Sentinel
Compromised-admin detection that learns how your staff normally behave and steps in when an account starts acting like it's been hijacked.
Sentinel watches your trusted staff for the signs of a takeover. It builds a quiet baseline of how each admin normally acts — the hours they're active, the channels they touch, how fast they hand out roles or delete things — and when an account suddenly breaks that pattern in a dangerous direction, Sentinel reacts before a nuke can finish. It's the layer that assumes even a real admin's account can be stolen.
What it watches
Sudden bursts of role grants, mass deletes, webhook creation, permission changes, and out-of-character activity from someone who has never behaved that way.
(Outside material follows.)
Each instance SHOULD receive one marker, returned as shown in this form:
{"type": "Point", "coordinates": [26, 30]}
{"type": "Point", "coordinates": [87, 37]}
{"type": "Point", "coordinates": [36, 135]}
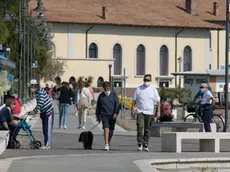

A hijacked account usually moves fast and from a cold start — that's exactly what Sentinel is tuned to catch.
Commands
These need View Audit Log-tier trust, since Sentinel acts on your most privileged members:
,sentinel on|off enable or disable Sentinel
,sentinel action <mode> alert, quarantine, or restore on a hit
,sentinel channel <#channel> where alerts are posted
,sentinel restore <@user> clear a quarantine and hand roles back
action alert only pings your team; quarantine strips the account's dangerous roles the moment it trips, then waits for a human to confirm or clear it with ,sentinel restore.
Setup
Give Sentinel a few days to learn before you lean on quarantine mode — early on, run it in alert so it can calibrate against real staff behaviour. Point channel at a private, staff-only log.
Tune baselines, review incidents, and lift quarantines from the Sentinel dashboard page.